Not just b/c the system has robbed your students away from you, eroded the impact of your dedication and passion, or taken away the possibilities for them to see what you had seen and experienced - that simple eagerness to wake up and just soak up and soar, like a free bird and an enlightened soul.

More than that, b/c you feel that the system has even robbed you from what has meant the most to you - your very ability to "believe" in those good days and the possibilities of re-creating those days at a different place, a different time, to a whole new generation of students.

The system has robbed your past - this past that has made you who you are today through the teaching of this one simple ideal - the ability to make a difference, and the belief that that difference will happen.

I can almost hear the system sitting there, in the dark, poking its invisible finger at you, mocking you, and just waiting very patiently for that day to come when you throw in the towel and say -

I quit too.

Leaving the system the only player in the field.

-----

Today, one of my students told me this in class - Prof. Shaw, there's a famous saying in China nowadays: 「這是個拼爹的時代」

Namely - "We live in a day and age where we compete to see who has greater dads (not how hard we work or how good we are)".

She's merely a sophomore in college.

Then, at lunch, another student told me - this past semester, the business school hired a returnee, a Stanford graduate. He was a great professor, and they loved his class.

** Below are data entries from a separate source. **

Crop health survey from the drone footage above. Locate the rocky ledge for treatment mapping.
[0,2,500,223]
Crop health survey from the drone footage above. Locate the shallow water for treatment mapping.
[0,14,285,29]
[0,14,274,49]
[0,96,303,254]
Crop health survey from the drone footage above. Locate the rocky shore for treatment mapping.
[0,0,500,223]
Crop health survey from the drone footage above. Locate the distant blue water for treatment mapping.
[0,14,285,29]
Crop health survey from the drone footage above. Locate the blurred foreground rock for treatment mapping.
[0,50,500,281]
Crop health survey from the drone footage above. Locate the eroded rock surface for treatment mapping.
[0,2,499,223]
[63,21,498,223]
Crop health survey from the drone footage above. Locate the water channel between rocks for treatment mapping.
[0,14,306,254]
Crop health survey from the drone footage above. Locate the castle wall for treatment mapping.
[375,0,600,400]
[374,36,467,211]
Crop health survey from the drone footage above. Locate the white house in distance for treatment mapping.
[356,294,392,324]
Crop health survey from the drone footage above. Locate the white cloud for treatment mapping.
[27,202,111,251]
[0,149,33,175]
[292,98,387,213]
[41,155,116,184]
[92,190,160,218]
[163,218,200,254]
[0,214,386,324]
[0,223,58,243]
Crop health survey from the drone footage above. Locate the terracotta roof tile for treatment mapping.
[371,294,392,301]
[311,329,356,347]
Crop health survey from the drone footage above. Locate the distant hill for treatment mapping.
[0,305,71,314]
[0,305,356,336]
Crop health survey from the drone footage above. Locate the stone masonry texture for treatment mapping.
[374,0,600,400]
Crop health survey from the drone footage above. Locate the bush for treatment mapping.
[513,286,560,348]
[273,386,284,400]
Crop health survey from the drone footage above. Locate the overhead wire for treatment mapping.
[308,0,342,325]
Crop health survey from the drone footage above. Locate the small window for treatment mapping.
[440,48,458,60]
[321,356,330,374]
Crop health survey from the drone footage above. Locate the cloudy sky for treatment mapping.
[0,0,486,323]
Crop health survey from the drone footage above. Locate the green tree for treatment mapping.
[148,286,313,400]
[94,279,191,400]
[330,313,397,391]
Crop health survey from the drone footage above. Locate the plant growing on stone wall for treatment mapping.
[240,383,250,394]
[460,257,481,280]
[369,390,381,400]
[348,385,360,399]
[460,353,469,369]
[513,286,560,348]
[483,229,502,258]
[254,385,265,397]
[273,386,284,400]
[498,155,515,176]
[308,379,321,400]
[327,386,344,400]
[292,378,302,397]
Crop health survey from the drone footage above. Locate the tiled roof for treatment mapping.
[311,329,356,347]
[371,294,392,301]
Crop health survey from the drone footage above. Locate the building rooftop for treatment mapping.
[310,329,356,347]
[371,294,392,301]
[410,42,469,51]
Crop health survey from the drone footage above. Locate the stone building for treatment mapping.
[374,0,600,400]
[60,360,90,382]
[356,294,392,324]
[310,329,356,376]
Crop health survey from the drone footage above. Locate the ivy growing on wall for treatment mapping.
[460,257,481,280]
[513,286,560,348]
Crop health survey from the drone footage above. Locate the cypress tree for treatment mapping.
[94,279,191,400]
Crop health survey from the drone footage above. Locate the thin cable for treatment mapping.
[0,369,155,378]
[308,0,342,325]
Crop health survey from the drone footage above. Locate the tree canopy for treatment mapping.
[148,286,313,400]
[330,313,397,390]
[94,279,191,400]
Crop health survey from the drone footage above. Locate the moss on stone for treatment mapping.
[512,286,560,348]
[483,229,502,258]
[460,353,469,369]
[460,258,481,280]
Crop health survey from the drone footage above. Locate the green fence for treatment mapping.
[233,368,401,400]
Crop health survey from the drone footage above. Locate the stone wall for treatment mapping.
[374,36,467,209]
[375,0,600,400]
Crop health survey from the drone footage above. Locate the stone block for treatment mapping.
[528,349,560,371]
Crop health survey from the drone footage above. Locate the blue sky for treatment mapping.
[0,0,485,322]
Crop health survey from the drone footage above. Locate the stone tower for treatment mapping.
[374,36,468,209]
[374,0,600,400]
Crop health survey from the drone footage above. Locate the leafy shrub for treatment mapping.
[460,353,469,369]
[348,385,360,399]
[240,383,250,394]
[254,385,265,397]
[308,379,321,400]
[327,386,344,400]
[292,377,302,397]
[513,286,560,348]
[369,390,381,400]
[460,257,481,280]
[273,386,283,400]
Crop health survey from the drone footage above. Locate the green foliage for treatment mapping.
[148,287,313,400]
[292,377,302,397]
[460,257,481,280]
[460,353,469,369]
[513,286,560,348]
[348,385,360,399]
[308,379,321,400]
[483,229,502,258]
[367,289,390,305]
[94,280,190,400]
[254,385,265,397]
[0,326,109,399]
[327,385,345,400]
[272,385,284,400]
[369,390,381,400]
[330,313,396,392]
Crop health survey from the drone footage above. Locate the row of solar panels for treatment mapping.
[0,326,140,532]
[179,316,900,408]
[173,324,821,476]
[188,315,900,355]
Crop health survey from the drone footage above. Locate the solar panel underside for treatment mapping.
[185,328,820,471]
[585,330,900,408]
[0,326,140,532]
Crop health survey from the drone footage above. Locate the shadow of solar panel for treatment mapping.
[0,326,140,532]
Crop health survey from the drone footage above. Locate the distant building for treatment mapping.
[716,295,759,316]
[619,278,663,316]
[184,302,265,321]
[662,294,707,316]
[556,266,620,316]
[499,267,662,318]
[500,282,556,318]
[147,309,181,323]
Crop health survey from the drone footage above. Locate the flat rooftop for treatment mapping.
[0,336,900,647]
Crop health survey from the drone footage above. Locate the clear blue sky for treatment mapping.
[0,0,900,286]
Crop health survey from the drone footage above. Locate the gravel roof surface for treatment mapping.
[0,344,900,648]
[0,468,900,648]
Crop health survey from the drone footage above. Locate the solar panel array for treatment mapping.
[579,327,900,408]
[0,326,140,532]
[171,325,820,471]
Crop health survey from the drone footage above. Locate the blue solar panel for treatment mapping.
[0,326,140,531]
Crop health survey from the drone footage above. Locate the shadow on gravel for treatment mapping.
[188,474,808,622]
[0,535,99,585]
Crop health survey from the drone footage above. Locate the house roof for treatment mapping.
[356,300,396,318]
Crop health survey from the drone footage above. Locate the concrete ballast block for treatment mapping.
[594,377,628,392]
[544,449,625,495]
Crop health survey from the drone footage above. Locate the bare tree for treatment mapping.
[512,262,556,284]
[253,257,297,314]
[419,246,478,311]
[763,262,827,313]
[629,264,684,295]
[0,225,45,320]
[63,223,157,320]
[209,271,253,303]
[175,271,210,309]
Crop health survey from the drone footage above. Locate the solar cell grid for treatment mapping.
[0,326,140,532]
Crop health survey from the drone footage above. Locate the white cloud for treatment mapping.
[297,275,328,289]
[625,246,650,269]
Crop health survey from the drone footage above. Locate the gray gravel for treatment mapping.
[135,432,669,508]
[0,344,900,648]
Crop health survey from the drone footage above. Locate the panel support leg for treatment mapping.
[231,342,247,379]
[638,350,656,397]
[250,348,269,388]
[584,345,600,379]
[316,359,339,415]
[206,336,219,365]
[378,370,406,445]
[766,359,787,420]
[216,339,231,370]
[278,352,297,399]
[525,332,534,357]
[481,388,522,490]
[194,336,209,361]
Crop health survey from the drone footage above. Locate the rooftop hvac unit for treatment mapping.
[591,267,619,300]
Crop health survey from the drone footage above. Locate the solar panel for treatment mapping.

Sadly, the school - pulling its all too familiar old tricks - failed to keep up their words. And the last thing my student heard was - this professor has decided to quit, having not even finished a full semester.

這不僅是個拼爹的年代,還是個耍人的時代。

8 months into my new life in China - I've not only got my financial security robbed away from me, students of great potentials and ideals robbed away from me, the prospect of having "the great next chapter" in life robbed away from me. Worse, it has robbed one more thing from me -

My long-held belief that yes, one can make a difference, one should make a difference, and yes, one of the most beautiful things about life is the very fact that one has the ability to "believe" in that possibility and never give up.

Maybe today is just one of those days.

Or maybe this is just the current reality of China.

Either way - I got the combination of both today. And the combo ain't going to disappear anytime soon.

I'm not sure if I should envy the courage of that Stanford doctor who decided to quit, or encourage myself for more courage to stay.

Interestingly, "The Soloist" - this amazing film that brought me to tears tonight - left me with this one final quote:

"I've learned the dignity of being loyal to something you believe in. Of holding onto it, above all else. Of believing, without question, that it will carry you home."